The machines – located on Alfred St at Circular Quay, and on Dixon Street Mall in Haymarket – aim to raise awareness of the current low rates of recycling that capture just 42 per cent of bottles and cans in the state.
Lord Mayor Clover Moore describes the machines as “vending machines with a twist that will encourage Sydneysiders to be even better at recycling plastic bottles and aluminium cans.”
Garry Harding, the City’s Director of Operations, said that “every minute across Australia, an average of 15,000 bottles and cans are left on the street of finish up in landfill.”
“Many people do the right thing and dispose of their bottles in recycling bins, but the reality is that many people don’t do that," he said.
"Whether they’re aware of the environmental damage or not, part of this campaign is to raise awareness to do the right thing and to make people aware of the terrible damage to our environment.”
“Just over the last three days, with this machine here [at Circular Quay], and the one in Haymarket, about 10,000 cans and bottles have been fed into these machines. That’s 10,000 bottles and cans that we’ve removed from our streets, so after just three days it’s been an enormous success.”
Harding adds that, “people who deposit bottles and cans in the reverse vending machines are not only keeping our streets – and our Harbour clean – they’ll be rewarded with a small gift. That could be in the form of a bus ticket, it could be a draw to receive two passes to the New Year's Eve fireworks, or the 10 cents could be donated to that wonderful organisation Clean-Up Australia.”
Ian Kiernan from Clean-Up Australia explained at the launch that, “plastic is essentially made from oil, so here is [an example of] better resource management."
"The energy to make an aluminium can from new, will make you seven cans from recycled aluminium. It’s just plain good sense,” said Kiernan, who for his environmental efforts was awarded the Medal of the Order of Australia in 1991, and Australian of the Year in 1994.
“There is no producer responsibility here in Australia... You buy the beverage, you buy the container, plus profit, plus GST, and then it’s up to you to get rid of it. These machines are a great incentive – they are rewarding people.”
“In 2013, beverage containers and their associated rubbish made up 41 per cent of the total rubbish, and 59 per cent of the top ten rubbish items reported by volunteers in NSW.” This is an increase of three per cent from the previous year.

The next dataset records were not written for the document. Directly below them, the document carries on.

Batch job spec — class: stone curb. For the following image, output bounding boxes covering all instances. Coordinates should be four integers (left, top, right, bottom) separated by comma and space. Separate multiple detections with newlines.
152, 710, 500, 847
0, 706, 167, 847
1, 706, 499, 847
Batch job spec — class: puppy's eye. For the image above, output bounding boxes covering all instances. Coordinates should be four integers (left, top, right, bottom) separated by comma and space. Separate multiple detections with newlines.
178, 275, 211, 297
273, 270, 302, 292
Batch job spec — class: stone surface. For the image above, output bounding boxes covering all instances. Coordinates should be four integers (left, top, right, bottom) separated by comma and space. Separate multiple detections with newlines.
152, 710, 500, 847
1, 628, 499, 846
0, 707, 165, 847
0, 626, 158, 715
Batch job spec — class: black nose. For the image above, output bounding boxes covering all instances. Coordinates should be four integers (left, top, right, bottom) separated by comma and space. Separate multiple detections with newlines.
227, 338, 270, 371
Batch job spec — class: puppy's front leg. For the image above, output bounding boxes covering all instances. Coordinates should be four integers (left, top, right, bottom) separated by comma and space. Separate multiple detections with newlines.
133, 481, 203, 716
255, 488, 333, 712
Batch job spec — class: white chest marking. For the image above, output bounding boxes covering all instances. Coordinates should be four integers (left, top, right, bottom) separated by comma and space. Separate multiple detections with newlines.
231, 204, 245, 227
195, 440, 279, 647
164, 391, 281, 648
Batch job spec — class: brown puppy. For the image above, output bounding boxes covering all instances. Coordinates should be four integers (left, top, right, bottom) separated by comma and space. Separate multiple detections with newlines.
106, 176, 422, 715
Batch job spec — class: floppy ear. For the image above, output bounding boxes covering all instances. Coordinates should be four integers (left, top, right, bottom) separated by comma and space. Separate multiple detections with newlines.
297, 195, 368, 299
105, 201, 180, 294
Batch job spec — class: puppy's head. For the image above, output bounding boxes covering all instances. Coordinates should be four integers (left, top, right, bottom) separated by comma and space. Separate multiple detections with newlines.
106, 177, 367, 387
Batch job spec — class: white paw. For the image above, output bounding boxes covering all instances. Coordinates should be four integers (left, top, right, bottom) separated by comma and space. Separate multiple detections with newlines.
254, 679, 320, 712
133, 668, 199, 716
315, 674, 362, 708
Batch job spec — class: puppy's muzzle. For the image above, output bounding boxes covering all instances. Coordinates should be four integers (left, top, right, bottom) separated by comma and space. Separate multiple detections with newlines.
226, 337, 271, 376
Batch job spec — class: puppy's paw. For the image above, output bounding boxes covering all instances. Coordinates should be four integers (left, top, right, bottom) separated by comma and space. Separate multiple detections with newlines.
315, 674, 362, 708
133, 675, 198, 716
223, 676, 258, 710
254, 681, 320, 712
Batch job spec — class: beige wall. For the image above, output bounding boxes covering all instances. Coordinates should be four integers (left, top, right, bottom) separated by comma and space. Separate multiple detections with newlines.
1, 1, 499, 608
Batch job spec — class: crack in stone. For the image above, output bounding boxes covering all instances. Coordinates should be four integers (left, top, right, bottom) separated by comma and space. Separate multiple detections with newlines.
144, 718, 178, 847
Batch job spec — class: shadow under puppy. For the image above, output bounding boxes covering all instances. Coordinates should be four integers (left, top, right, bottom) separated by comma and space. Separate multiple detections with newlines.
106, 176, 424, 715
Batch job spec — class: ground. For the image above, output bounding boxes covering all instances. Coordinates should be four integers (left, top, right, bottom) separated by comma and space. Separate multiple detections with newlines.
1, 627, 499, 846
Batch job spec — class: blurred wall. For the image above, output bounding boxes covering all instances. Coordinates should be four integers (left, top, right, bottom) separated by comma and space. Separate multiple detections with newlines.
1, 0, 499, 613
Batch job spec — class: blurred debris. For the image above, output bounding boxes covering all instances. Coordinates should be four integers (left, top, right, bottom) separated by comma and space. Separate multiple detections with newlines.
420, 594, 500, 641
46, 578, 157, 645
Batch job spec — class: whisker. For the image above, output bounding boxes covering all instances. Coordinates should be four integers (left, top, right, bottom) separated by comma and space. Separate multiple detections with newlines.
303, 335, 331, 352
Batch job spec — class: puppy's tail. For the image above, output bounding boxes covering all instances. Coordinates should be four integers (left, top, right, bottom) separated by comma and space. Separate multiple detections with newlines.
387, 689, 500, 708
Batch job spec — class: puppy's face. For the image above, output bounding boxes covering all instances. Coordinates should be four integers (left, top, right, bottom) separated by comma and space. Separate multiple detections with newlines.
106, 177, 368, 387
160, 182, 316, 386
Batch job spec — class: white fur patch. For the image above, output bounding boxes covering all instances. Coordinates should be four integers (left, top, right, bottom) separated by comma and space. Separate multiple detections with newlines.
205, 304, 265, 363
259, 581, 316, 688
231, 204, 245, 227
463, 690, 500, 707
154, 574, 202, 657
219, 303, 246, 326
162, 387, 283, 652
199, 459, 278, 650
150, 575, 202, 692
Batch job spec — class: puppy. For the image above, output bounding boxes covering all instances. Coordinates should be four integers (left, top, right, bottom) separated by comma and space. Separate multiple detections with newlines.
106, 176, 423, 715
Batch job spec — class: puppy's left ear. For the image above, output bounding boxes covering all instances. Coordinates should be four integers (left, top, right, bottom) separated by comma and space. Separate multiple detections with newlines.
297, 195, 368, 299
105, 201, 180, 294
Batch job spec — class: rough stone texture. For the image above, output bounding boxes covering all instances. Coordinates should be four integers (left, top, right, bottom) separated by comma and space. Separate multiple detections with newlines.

“This is a serious problem,” adds Kiernan. “We need better ways to capture these containers, turning them from rubbish into a resource. The cleanest and most accessible solution we have seen is the reverse vending model.”
Jeff Angel from the Total Environment Centre added that, “the expense for the City of Sydney to clean up this public space, and empty the public space bins, will be much reduced through the revere vending machines.”
“These reverse vending machines create an efficient and low-cost system. They can be located in shopping centres, public spaces like this, car parks, local convenience stores, or sporting grounds, so that there is an incredibly convenient and accessible piece of technology that can help recycling and reduce litter,” said Angel.
Kiernan has a positive outlook for the future, reflecting that, “we’re going to see lots of these around the country... They really do work, and they’re really going to make a difference.”
For those not able to take advantage of the Sydney-based reverse vending machines, check out the Envirobank website for other locations. Similar machines are located across the Northern Territory and South Australia, and Envirobank has also rolled-out 60 out of 100 of their machines being installed 7-Eleven’s across NSW, Queensland and Victoria.